Needs for endless computing power has spurred architectural innovations in the pursuit of more compute capabilities: Many efforts have been dedicated to the integration of new computing devices including GPUs, FPGAs or ASICs in the quest to participate in the heterogeneous world of computing. This trend leads the Evolve platform to adopt the following computing devices (detailed descriptions can be found in Deliverables D7.1.a and D7.1.b):
- CPUs (Intel/Broadwell-Haswell-SKX) characterized by features including Homogeneous Numa Multi-core, Frequency, #Cores, cache sizes , cache coherence / memory consistency protocol (Intel/UPI®) to provide a total of N102 TFlops
- GPU (Intel embedded Gen9 GPU, Nvidia Tesla K20, P40, V100) supported by the following respective programming models: OpenMP/OpenAcc, CUDA / OpenCL
- FPGA (Altera Arria 10/Stratix 10) characterized by #CLBs/LEs/LUTs, RAMs, DSPs, Interconnect, SERDES/Transceivers and supporting as programming models HDL (Vhdl/SVerilog), OpenCL SDK.
The Evolve/Nova platform adopts as interconnect backbone IB/FDR (56 Gb/s).
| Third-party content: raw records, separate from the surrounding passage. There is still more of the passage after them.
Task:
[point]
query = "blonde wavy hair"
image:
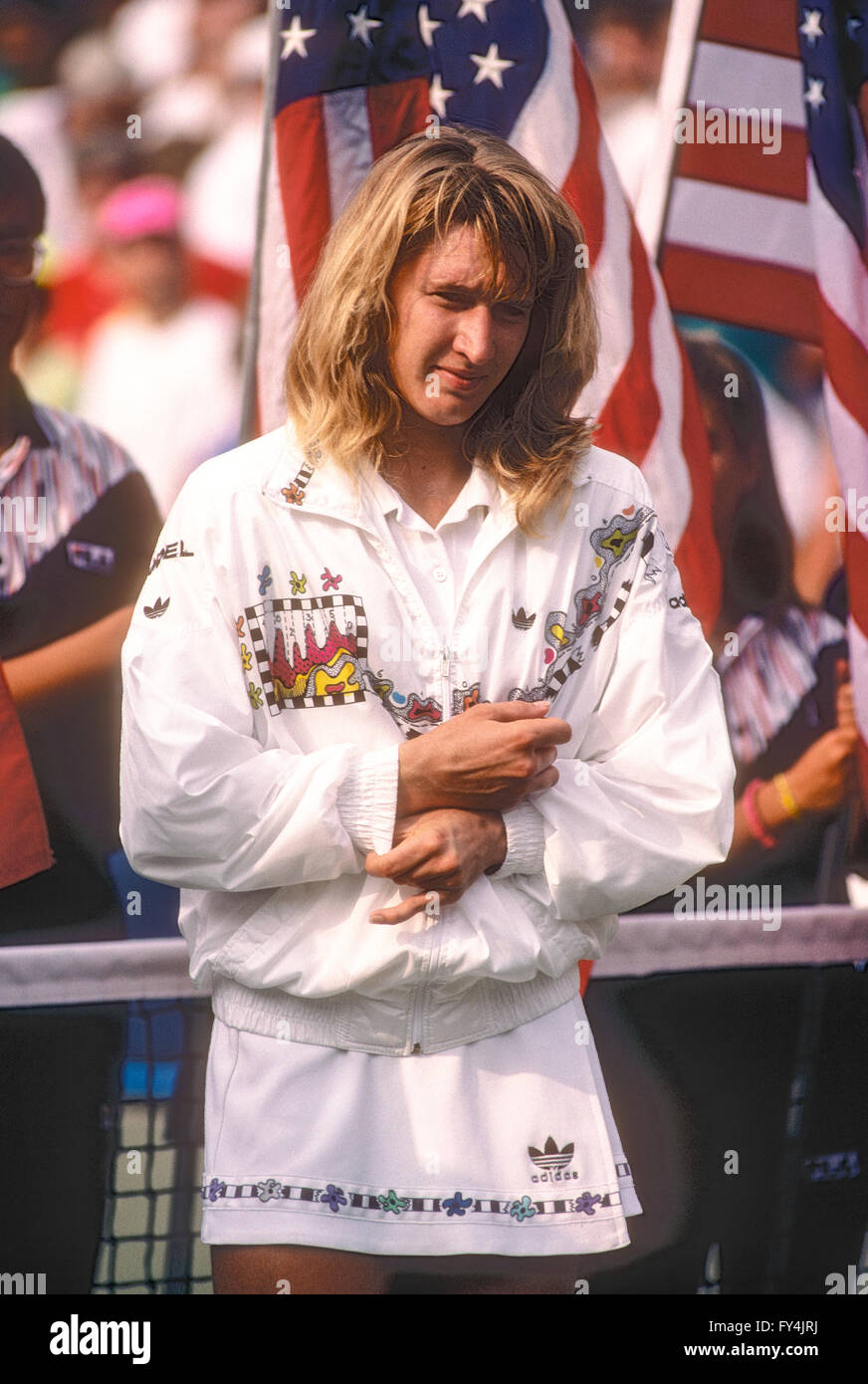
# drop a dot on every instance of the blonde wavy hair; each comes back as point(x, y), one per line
point(339, 386)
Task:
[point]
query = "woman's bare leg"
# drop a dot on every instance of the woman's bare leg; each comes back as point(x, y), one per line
point(273, 1269)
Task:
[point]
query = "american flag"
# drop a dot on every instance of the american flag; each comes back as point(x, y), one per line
point(353, 81)
point(779, 241)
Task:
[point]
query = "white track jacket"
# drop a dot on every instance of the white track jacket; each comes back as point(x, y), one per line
point(279, 656)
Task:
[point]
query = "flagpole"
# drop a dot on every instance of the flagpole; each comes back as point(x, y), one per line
point(251, 319)
point(672, 95)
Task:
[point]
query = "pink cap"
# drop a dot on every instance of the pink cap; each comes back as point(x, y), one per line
point(142, 206)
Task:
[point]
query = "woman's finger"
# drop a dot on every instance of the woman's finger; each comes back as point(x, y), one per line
point(414, 850)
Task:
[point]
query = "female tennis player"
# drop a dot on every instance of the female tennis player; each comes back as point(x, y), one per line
point(413, 707)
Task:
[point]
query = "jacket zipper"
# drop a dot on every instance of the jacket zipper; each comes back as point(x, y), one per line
point(446, 657)
point(434, 951)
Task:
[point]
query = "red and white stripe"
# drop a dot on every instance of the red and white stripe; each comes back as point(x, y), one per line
point(737, 222)
point(643, 392)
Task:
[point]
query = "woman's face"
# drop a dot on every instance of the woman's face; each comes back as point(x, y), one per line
point(453, 344)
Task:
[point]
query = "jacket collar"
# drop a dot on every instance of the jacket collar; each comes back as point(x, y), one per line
point(309, 482)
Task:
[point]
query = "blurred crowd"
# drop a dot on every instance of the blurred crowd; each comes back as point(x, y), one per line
point(142, 120)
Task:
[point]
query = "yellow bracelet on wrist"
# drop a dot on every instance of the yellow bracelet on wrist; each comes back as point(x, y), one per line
point(790, 807)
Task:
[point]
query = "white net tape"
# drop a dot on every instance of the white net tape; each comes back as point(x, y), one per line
point(645, 943)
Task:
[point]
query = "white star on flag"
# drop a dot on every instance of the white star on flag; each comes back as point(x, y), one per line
point(814, 96)
point(811, 28)
point(361, 24)
point(427, 25)
point(477, 7)
point(438, 95)
point(491, 67)
point(294, 39)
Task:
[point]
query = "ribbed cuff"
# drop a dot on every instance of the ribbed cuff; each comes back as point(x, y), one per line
point(367, 799)
point(525, 841)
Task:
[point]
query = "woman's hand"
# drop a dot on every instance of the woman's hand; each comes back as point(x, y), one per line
point(445, 848)
point(488, 759)
point(824, 776)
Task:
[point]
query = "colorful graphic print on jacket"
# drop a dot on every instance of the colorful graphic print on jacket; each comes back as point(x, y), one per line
point(314, 650)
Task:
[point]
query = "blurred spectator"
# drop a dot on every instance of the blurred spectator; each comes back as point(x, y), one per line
point(161, 372)
point(222, 184)
point(68, 576)
point(782, 663)
point(624, 57)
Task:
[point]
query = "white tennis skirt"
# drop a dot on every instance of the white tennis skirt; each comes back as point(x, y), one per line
point(500, 1146)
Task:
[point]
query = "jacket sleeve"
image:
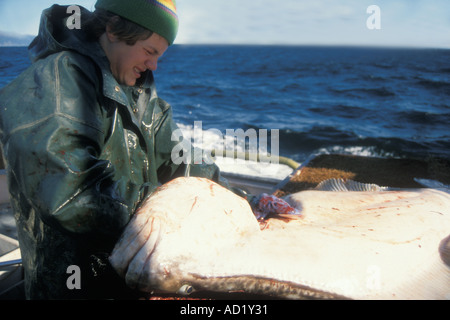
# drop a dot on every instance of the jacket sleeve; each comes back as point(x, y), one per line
point(54, 153)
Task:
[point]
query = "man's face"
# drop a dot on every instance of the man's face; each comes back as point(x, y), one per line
point(128, 62)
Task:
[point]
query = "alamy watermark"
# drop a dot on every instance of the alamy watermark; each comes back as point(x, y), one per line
point(251, 145)
point(373, 22)
point(74, 21)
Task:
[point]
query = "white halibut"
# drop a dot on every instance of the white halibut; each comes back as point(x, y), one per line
point(194, 234)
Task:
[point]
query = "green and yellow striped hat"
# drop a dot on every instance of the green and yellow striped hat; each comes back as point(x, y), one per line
point(159, 16)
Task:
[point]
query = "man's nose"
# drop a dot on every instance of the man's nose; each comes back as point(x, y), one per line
point(151, 64)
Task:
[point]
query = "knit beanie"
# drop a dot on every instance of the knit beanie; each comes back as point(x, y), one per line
point(159, 16)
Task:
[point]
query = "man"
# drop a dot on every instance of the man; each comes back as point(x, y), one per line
point(85, 139)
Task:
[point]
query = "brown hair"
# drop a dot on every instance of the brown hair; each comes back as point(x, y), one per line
point(124, 29)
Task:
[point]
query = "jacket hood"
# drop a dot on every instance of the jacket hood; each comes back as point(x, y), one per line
point(54, 35)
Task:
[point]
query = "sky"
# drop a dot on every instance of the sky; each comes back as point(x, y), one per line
point(416, 23)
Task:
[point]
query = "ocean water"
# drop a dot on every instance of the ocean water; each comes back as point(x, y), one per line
point(363, 101)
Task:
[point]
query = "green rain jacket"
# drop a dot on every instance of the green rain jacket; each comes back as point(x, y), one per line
point(81, 153)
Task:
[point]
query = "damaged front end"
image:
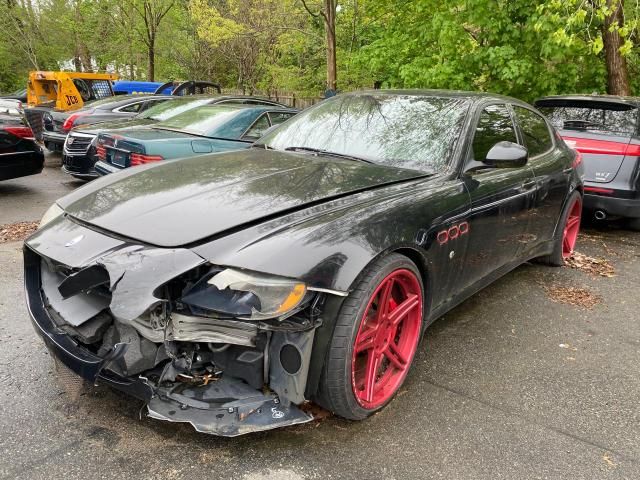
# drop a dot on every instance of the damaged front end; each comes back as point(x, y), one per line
point(223, 349)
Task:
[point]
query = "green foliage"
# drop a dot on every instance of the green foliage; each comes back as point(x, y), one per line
point(524, 48)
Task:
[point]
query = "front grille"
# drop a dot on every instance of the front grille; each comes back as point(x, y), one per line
point(79, 309)
point(35, 121)
point(78, 143)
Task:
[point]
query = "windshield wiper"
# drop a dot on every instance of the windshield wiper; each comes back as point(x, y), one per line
point(319, 151)
point(262, 145)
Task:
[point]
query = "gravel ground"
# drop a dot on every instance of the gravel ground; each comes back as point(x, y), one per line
point(512, 384)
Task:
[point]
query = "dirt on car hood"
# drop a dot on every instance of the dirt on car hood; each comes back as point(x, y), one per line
point(180, 202)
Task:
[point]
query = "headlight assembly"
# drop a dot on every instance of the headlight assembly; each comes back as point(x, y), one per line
point(54, 212)
point(246, 295)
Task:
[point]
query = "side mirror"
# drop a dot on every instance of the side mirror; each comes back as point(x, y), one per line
point(507, 155)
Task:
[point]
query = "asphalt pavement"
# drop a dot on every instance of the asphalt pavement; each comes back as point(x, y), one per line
point(512, 384)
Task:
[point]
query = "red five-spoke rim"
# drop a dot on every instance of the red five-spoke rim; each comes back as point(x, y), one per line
point(571, 228)
point(387, 339)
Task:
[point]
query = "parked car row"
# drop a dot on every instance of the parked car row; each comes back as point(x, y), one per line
point(227, 289)
point(20, 155)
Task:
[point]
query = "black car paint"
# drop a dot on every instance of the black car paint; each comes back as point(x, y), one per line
point(323, 220)
point(47, 123)
point(19, 157)
point(619, 173)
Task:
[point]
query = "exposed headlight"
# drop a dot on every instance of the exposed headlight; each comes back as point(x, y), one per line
point(54, 212)
point(246, 295)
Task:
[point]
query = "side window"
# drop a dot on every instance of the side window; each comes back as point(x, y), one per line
point(133, 108)
point(495, 125)
point(536, 134)
point(278, 117)
point(257, 129)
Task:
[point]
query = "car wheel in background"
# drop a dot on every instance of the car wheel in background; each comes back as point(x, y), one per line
point(375, 339)
point(567, 234)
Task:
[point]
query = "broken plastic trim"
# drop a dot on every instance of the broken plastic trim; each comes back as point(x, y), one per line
point(226, 407)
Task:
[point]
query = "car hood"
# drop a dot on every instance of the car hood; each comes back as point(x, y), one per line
point(154, 134)
point(180, 202)
point(121, 124)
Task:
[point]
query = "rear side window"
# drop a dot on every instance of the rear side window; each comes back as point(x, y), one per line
point(278, 117)
point(537, 138)
point(495, 125)
point(591, 116)
point(133, 108)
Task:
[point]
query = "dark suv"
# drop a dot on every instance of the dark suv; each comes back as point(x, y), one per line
point(605, 130)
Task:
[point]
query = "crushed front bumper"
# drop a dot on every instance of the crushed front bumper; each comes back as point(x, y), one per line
point(75, 357)
point(225, 407)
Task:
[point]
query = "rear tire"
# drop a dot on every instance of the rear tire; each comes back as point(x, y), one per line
point(567, 234)
point(634, 224)
point(372, 349)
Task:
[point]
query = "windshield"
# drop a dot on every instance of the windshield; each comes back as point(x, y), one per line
point(203, 121)
point(172, 107)
point(403, 131)
point(592, 116)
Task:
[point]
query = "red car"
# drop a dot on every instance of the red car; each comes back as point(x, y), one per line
point(604, 129)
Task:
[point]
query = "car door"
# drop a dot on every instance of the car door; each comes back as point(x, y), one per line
point(501, 199)
point(548, 165)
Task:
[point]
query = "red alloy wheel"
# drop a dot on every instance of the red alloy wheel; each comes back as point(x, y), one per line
point(571, 228)
point(387, 339)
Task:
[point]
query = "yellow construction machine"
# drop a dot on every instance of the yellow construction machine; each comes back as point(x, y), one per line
point(67, 90)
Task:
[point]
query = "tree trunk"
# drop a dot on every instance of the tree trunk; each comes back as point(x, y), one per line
point(151, 50)
point(330, 30)
point(617, 73)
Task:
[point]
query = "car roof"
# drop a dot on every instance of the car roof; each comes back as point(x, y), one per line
point(244, 106)
point(594, 98)
point(475, 97)
point(121, 100)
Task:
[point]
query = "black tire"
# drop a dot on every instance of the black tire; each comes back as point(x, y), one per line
point(633, 224)
point(555, 259)
point(335, 392)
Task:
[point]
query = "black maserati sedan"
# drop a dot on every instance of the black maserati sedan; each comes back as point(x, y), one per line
point(19, 154)
point(226, 290)
point(605, 129)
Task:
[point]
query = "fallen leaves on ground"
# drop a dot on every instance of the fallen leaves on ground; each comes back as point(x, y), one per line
point(579, 297)
point(13, 232)
point(316, 411)
point(591, 265)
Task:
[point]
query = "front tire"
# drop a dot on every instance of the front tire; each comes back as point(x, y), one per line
point(375, 339)
point(569, 227)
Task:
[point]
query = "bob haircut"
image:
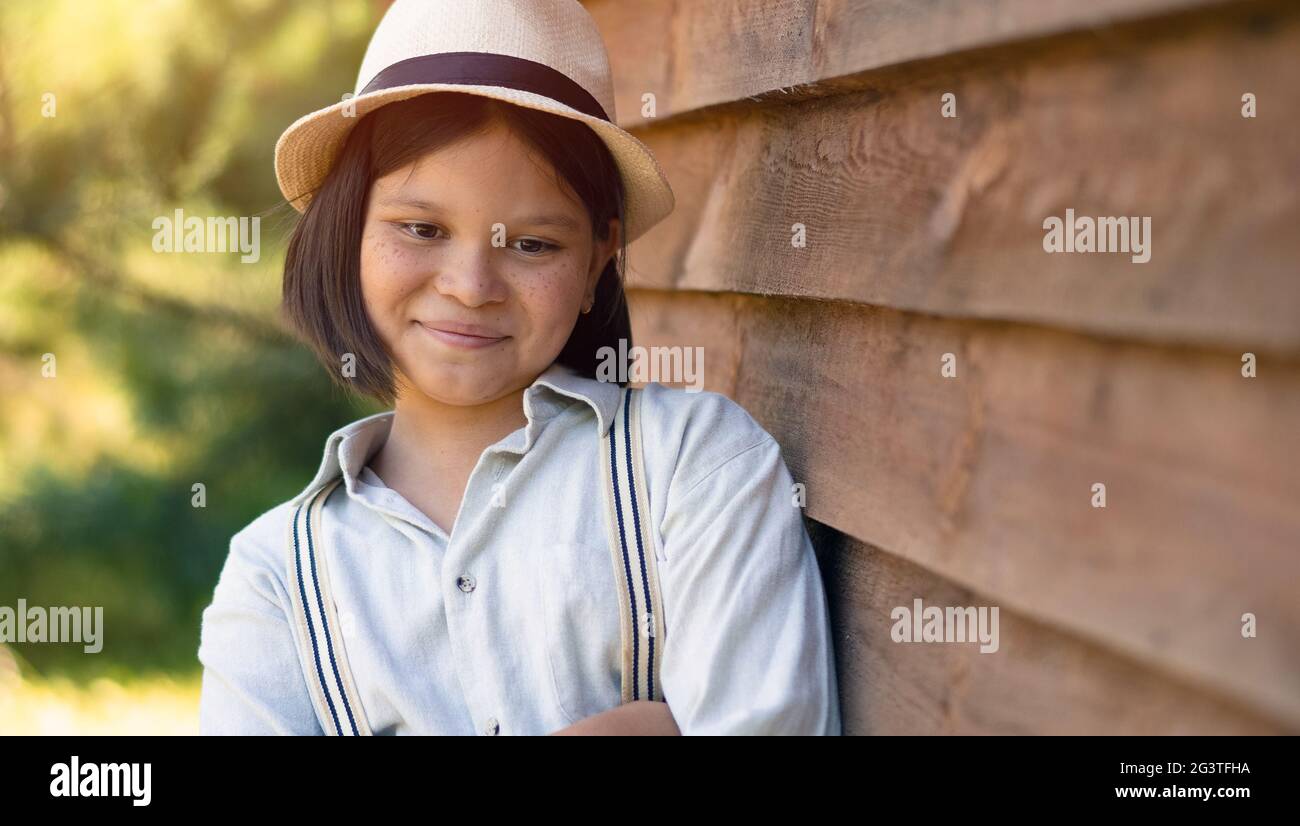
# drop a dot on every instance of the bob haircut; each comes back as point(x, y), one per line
point(323, 266)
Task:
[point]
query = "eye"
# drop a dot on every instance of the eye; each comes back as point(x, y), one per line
point(540, 246)
point(415, 226)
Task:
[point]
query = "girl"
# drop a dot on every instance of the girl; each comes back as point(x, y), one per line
point(449, 570)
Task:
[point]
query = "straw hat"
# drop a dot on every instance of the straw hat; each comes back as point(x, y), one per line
point(545, 55)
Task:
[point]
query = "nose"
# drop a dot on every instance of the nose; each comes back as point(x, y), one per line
point(468, 272)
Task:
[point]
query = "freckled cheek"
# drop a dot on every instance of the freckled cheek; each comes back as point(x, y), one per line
point(550, 293)
point(389, 275)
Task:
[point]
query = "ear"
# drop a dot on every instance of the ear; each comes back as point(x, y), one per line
point(601, 254)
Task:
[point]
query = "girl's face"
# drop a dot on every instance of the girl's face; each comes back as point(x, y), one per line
point(468, 321)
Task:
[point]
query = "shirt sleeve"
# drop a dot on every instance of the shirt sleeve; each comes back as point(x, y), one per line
point(252, 682)
point(748, 645)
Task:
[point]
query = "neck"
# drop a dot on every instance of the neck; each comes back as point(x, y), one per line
point(432, 439)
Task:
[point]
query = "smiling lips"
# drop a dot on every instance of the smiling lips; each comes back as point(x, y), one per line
point(464, 336)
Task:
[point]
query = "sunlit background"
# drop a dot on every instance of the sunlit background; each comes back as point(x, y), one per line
point(169, 370)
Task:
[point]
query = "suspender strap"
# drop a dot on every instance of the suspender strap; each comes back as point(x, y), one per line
point(320, 640)
point(636, 572)
point(633, 552)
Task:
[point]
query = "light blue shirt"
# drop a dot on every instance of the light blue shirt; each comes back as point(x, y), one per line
point(536, 644)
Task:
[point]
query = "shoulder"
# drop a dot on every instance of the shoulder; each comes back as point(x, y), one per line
point(698, 432)
point(258, 553)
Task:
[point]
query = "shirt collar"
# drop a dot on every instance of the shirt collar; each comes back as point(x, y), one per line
point(351, 446)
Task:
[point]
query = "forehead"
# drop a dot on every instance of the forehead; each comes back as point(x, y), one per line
point(484, 171)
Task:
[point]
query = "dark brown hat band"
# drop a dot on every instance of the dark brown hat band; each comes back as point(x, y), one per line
point(489, 69)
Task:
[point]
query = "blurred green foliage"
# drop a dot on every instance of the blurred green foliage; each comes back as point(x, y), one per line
point(172, 370)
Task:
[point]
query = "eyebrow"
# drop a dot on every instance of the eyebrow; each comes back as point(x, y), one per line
point(549, 219)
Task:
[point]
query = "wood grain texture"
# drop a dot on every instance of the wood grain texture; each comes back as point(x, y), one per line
point(694, 53)
point(944, 216)
point(987, 479)
point(1041, 680)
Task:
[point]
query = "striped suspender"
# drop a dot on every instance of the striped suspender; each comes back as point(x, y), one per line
point(320, 641)
point(633, 552)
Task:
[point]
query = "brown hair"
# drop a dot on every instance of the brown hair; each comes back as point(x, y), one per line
point(323, 266)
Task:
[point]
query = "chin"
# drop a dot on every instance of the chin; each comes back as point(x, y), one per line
point(463, 384)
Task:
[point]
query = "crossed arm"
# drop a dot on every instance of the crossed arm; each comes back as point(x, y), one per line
point(640, 717)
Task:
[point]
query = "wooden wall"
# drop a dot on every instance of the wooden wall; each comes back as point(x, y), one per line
point(924, 237)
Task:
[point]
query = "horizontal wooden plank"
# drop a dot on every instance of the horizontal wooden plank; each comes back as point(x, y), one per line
point(944, 216)
point(987, 479)
point(1040, 680)
point(705, 52)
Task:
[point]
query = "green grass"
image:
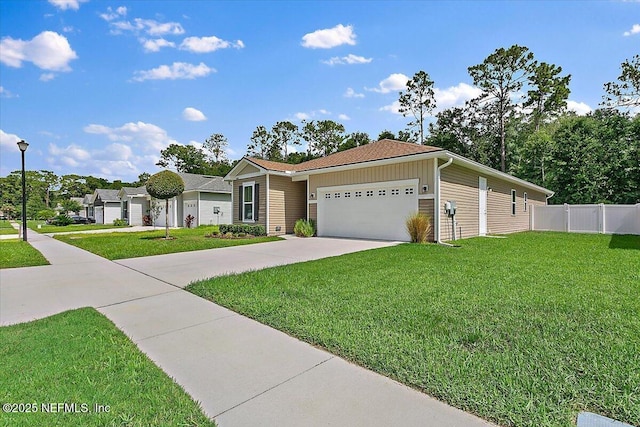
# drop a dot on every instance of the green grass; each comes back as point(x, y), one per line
point(17, 253)
point(81, 357)
point(523, 331)
point(45, 228)
point(6, 228)
point(146, 243)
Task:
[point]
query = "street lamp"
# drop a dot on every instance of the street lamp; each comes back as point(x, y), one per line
point(22, 145)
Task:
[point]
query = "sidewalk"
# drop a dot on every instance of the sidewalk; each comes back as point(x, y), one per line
point(243, 373)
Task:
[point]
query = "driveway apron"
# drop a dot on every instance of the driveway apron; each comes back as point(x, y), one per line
point(243, 373)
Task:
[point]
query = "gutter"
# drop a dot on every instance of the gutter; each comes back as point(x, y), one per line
point(436, 206)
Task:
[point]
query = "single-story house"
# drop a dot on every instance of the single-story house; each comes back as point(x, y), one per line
point(106, 206)
point(206, 198)
point(369, 191)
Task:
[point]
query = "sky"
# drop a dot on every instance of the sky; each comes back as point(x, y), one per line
point(100, 88)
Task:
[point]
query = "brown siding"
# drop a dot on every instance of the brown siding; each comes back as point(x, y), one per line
point(262, 209)
point(287, 203)
point(461, 184)
point(422, 169)
point(425, 206)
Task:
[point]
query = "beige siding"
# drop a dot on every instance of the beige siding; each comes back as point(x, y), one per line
point(287, 203)
point(425, 206)
point(262, 209)
point(422, 169)
point(461, 184)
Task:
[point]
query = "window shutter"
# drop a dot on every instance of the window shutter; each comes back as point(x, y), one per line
point(256, 201)
point(240, 216)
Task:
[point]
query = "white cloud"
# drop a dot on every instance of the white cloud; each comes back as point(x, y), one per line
point(67, 4)
point(178, 70)
point(45, 77)
point(154, 45)
point(635, 29)
point(349, 59)
point(330, 37)
point(193, 115)
point(208, 44)
point(394, 82)
point(9, 141)
point(48, 51)
point(580, 108)
point(111, 14)
point(145, 136)
point(455, 96)
point(350, 93)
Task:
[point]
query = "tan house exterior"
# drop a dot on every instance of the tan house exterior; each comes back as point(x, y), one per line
point(368, 192)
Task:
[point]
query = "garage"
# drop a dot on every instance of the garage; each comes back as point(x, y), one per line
point(367, 211)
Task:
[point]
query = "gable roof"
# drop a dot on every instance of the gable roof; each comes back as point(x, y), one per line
point(209, 183)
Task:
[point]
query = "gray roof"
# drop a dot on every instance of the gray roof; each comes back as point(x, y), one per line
point(209, 183)
point(107, 195)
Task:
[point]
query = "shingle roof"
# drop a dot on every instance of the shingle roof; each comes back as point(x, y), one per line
point(193, 182)
point(380, 150)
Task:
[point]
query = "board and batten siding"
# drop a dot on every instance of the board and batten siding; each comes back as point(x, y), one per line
point(425, 206)
point(461, 185)
point(287, 203)
point(262, 200)
point(421, 169)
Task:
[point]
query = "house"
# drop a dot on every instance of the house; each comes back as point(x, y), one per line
point(369, 191)
point(106, 206)
point(206, 198)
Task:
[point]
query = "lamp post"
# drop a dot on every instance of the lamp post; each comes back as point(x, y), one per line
point(22, 145)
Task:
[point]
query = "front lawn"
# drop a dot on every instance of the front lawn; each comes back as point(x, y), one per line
point(146, 243)
point(527, 330)
point(81, 359)
point(46, 228)
point(18, 253)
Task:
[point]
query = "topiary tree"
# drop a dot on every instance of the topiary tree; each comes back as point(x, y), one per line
point(165, 185)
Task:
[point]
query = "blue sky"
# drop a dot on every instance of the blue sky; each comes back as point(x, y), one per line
point(99, 87)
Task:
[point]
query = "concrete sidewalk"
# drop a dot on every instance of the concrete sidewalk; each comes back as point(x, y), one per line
point(243, 373)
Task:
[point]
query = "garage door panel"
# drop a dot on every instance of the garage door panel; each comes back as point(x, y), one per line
point(373, 211)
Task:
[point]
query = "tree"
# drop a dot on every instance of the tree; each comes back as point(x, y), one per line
point(283, 135)
point(626, 91)
point(184, 158)
point(323, 136)
point(500, 76)
point(418, 100)
point(548, 94)
point(217, 144)
point(165, 185)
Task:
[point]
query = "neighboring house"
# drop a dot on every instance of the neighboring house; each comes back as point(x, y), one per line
point(106, 206)
point(369, 191)
point(135, 203)
point(206, 198)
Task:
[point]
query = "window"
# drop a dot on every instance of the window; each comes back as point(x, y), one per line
point(247, 202)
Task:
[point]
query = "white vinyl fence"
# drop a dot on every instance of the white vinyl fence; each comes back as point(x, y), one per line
point(607, 219)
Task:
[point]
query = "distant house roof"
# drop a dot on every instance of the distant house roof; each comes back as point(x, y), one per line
point(208, 183)
point(380, 150)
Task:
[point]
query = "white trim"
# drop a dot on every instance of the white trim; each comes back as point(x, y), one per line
point(376, 184)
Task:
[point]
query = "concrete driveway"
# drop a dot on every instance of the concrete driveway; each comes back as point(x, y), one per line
point(242, 372)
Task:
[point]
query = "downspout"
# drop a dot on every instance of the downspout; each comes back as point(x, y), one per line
point(437, 202)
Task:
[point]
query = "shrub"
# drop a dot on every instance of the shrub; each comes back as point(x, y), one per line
point(419, 227)
point(255, 230)
point(304, 228)
point(61, 220)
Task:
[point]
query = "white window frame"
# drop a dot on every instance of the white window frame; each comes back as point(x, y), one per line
point(252, 185)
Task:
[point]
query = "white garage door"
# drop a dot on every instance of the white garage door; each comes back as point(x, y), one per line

InfiniBand uses a low-cost bi-directional bus that equates to Ethernet but has been designed for high performance. It benefits from low latency (~ 1 µs) and speeds of several tens of Gbit/s. InfiniBand uses technology that allows multiple devices to access the network at the same time. The switch-based IB is actually the preferred interconnect for HPC for both storage and computing. The Evolve platform adopts a fat-tree interconnect topology minimizing the number of hops between computing nodes.
The IB/FDR network is doubled by an Ethernet network (Gb/s) for service and additional storage purposes and using Cisco catalyst 3560G (44 ports) switches. More details of the interconnect networks can be found in deliverables D7.1.a and D7.1.b.
The memory/storage capacity of the Evolve platform has been estimated from the following considerations:
- HPL/HPCG benchmarks: 2 GB (resp. 1GB) / x86 (resp. PowerPC) core
- Increase in function of the number of cores: 106cores => 10GB/core
Adoption of the DDN’s IME® scale-out, software-defined, flash storage platform is dictated by the needs to accelerate the path from computing nodes to storage devices. This allows in turn to streamline the data path for application I/O and to realizes flash-cache economics with the storage
Details of the memory and storage capacities can be found in deliverables D7.1.a and D7.1.b and can be summarized as 2 NetApp 2700 providing:
- 60 disks (1.8Gb each): 98Tb
- 24 disks (1.8Gb each): 47Tb
Access to the Evolve platform is granted to all project partners (currently 50 users) with possibilities to access to container registry repositories on internet.